Latem Jan Bednarek zdecydował się zmienić otoczenie. Polski piłkarz odszedł z Southampton FC i dołączył do portugalskiego FC Porto. W poniedziałek rozegrał pierwszy mecz dla "Smoków" w ramach rozgrywek ligowych i miał swój udział w pokonaniu Vitorii Guimaraes 3:0.
Ale Bednarek nie dokończył tego spotkania. W 63. minucie podczas walki o piłkę Polak ucierpiał w starciu z zawodnikiem zespołu gości. Kamery Eleven Sports pokazały wówczas, że odczuwa duży ból. Przy 29-latku natychmiast pojawiły się służby medyczne FC Porto. Trener Francesco Farioli postanowił nie czekać i wprowadził w miejsce naszego reprezentanta Chorwata Dominika Prpicia.

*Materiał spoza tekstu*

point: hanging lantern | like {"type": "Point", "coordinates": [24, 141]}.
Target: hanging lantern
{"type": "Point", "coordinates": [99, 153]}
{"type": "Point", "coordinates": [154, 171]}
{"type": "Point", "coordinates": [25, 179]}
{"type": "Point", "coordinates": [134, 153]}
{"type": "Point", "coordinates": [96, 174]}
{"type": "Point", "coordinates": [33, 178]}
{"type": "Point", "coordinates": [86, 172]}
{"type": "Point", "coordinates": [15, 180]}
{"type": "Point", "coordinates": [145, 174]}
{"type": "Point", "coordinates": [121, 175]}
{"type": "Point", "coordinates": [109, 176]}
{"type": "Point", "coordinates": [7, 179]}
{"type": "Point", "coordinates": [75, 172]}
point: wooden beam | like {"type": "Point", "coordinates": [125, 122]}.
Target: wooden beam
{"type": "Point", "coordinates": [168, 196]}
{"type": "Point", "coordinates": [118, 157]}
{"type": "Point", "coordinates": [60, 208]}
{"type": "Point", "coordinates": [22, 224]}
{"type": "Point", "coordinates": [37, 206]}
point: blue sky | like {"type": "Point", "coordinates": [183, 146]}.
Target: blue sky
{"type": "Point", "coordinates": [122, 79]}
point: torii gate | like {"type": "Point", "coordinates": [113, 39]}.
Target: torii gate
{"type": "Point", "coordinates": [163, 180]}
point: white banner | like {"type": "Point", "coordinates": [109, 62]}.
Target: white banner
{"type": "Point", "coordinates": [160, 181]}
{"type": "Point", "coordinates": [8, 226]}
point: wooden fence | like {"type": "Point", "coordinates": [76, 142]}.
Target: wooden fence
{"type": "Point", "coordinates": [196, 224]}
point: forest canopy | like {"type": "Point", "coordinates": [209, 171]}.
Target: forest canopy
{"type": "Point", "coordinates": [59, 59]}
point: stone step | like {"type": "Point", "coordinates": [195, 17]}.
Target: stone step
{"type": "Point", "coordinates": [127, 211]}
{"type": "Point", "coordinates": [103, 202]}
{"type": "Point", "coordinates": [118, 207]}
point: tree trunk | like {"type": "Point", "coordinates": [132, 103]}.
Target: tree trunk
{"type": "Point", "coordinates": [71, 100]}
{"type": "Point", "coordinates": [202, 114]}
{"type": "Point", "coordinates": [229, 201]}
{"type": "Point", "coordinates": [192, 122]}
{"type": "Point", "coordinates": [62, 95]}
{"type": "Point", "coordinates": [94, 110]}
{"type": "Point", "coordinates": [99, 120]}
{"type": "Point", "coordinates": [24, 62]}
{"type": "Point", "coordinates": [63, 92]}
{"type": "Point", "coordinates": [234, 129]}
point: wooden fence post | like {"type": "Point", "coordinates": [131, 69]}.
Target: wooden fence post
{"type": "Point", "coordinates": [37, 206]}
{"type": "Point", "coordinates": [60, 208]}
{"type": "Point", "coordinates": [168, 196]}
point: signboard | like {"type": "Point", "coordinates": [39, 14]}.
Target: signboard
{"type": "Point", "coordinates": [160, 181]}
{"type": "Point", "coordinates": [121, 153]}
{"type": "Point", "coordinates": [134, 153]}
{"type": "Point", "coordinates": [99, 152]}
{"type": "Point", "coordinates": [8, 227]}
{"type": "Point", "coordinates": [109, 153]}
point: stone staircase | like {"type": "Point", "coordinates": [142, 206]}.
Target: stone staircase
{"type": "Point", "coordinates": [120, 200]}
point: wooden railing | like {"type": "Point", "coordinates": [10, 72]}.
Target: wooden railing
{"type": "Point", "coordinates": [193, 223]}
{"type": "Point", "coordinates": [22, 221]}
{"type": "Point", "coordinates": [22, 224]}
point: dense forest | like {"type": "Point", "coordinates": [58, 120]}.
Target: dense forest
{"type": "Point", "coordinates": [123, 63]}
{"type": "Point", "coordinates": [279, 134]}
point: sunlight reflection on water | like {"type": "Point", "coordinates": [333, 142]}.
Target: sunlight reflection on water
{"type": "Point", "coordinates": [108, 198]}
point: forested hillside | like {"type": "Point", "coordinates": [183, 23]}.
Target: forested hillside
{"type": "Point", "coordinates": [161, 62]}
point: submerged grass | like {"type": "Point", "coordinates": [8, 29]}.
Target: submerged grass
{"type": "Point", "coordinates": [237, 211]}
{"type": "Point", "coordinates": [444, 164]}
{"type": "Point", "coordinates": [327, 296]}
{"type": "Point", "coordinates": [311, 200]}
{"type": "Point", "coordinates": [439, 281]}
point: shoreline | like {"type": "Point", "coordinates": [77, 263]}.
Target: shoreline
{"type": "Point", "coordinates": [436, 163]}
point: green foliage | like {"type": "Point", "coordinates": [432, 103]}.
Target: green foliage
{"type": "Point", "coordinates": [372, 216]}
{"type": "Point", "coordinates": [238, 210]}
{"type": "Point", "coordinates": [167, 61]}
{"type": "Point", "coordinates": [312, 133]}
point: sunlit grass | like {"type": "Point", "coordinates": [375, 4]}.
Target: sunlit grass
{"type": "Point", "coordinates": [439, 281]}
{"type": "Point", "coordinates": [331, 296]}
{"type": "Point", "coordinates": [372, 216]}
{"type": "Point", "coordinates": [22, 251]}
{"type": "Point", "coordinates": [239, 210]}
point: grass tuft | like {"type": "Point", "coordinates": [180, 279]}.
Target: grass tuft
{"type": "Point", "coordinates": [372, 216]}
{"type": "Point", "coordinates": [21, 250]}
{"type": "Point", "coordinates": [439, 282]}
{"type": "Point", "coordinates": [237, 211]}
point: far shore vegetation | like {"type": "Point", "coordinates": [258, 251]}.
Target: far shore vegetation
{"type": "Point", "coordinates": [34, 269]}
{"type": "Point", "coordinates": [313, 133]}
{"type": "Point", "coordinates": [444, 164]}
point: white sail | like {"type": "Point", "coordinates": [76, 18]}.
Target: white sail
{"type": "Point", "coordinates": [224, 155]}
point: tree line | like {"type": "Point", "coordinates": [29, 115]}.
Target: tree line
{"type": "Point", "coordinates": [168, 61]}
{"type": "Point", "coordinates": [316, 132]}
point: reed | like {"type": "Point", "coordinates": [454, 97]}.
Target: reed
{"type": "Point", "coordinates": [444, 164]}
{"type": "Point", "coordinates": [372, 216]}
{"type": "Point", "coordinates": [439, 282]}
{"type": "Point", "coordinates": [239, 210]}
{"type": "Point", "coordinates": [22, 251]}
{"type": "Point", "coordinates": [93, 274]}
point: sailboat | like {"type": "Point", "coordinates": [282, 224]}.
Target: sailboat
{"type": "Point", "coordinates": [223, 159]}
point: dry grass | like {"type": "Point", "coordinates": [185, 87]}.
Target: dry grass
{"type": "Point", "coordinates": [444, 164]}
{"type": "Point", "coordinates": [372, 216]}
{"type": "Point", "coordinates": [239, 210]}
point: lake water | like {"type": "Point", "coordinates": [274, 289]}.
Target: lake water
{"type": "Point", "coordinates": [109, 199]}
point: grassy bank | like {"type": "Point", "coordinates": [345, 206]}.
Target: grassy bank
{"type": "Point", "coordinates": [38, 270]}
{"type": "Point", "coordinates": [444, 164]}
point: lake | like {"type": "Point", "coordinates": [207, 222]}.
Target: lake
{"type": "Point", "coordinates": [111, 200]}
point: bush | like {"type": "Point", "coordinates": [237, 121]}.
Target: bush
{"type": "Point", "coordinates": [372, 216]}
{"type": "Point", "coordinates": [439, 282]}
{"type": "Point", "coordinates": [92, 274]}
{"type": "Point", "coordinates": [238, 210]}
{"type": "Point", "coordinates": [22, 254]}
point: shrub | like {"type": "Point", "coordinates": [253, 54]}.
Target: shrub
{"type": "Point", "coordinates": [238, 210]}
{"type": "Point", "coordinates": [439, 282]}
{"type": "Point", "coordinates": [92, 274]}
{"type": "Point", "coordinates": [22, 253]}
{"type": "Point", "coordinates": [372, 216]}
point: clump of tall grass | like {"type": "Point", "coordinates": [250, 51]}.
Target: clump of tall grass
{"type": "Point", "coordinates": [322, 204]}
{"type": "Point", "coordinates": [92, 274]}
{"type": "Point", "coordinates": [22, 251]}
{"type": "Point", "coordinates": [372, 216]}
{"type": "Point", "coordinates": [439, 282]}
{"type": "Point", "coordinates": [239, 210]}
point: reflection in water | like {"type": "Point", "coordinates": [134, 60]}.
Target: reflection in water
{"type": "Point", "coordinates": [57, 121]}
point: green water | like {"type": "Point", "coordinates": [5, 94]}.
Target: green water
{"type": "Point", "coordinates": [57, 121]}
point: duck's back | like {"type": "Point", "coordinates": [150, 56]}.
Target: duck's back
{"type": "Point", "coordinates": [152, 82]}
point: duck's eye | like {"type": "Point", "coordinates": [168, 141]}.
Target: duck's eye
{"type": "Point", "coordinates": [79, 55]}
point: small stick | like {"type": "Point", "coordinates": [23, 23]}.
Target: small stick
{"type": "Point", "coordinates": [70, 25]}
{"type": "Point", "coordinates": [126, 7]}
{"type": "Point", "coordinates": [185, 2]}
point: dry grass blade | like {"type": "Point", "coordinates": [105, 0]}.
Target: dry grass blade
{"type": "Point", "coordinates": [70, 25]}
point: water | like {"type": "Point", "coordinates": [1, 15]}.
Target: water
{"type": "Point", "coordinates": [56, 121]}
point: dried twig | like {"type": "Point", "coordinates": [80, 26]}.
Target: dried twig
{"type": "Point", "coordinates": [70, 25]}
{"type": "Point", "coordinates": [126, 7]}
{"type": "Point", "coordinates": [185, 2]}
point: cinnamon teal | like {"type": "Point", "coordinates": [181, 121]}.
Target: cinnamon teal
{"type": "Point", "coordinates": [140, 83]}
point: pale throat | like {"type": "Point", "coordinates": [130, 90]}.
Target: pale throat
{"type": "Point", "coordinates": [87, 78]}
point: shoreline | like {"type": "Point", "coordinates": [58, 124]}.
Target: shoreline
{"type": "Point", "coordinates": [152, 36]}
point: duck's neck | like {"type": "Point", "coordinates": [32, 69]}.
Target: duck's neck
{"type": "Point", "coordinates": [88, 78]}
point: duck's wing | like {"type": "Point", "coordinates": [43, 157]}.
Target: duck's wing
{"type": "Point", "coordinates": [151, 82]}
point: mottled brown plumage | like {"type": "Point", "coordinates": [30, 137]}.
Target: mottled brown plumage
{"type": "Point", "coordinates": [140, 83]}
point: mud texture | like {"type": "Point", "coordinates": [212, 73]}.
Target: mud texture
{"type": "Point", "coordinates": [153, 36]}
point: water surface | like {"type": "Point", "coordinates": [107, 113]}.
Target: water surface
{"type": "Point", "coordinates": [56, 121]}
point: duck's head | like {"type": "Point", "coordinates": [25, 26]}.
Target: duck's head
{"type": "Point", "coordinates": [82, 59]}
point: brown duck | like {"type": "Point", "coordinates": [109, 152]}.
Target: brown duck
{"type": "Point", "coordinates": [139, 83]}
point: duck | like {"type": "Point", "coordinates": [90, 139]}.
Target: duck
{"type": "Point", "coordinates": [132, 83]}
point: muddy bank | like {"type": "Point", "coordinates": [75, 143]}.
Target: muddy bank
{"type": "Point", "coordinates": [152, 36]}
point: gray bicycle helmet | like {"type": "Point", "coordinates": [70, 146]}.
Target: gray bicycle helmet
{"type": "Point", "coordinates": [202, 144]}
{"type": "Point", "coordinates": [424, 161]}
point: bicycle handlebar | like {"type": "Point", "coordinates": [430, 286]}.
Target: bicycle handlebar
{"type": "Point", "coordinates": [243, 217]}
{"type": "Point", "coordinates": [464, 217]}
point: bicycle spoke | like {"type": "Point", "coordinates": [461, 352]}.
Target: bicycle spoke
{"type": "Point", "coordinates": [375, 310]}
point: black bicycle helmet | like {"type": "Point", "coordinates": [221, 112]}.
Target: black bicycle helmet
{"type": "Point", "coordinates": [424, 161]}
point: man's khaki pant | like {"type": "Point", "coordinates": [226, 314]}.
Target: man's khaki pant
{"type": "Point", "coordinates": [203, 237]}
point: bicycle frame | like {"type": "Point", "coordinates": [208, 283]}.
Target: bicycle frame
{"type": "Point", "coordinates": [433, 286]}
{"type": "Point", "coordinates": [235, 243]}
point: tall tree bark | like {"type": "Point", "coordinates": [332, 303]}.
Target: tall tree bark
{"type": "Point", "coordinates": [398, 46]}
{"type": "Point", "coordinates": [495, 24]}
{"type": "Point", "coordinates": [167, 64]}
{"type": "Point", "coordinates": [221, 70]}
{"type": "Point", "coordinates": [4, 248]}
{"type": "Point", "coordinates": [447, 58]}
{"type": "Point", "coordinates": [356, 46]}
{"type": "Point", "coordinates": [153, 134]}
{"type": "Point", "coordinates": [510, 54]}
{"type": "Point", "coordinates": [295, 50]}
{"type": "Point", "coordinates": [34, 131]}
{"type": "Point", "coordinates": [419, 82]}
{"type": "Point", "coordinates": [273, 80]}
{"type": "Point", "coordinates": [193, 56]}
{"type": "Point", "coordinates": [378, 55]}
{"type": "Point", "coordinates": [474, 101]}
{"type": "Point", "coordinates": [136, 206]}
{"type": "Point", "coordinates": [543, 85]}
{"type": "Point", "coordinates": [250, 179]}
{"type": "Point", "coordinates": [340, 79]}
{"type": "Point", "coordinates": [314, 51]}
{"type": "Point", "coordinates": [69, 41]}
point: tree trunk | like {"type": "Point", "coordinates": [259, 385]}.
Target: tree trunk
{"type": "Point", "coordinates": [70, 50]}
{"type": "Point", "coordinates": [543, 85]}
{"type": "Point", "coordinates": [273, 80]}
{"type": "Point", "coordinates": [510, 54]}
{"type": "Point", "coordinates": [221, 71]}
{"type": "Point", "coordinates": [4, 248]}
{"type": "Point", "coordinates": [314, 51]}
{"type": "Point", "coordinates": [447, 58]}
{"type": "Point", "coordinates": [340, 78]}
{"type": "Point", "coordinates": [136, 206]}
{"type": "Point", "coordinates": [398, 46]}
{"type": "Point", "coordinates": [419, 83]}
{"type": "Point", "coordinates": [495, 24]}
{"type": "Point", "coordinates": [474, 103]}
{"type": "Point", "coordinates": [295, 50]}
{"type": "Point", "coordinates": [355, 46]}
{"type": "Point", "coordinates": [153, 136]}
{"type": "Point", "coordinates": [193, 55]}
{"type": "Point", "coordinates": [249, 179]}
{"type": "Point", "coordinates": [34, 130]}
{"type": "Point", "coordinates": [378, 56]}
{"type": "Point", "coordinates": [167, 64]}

ZOBACZ WIDEO: #dziejesiewsporcie: Spotkała Messiego. Reakcja Argentyńczyka hitem sieci
Tymczasem Bednarek podniósł się z murawy i pomaszerował wzdłuż linii bocznej boiska. Dopiero wtedy dotarło do niego, że został zmieniony. Polak był wyraźnie zdziwiony, gdy zakomunikował mu to trener Farioli. To mogło sugerować, że uraz nie był poważny i piłkarz mógł kontynuować grę.
Jak informuje lizboński korespondent Polskiej Agencji Prasowej, "zdjęcie Bednarka wynikało bardziej z niedomagań obrońcy 'Smoków' niż z kontuzji".
"Powołujący się na źródła w sztabie FC Porto dziennikarze stacji Sport TV i portalu Mais Futebol twierdzą, że Bednarek ma problemy fizyczne, ale nie odniósł poważnej kontuzji" - przekazano w depeszy PAP.
Portugalskie media powołują się zresztą na słowa trenera. Farioli wyznał, że "zdjął z boiska Polaka 'prewencyjne', aby uniknąć jego kłopotów zdrowotnych". W przeszłości nasz reprezentant opuszczał sporo spotkań z powodu różnych urazów, dlatego też szkoleniowiec nie chciał ryzykować.
Zdaniem portugalskich dziennikarzy Bednarek ma być gotowy na najbliższy mecz w Lidze Portugal. 18 sierpnia o godz. 21:15 czasu polskiego FC Porto zagra na wyjeździe z Gil Vicente.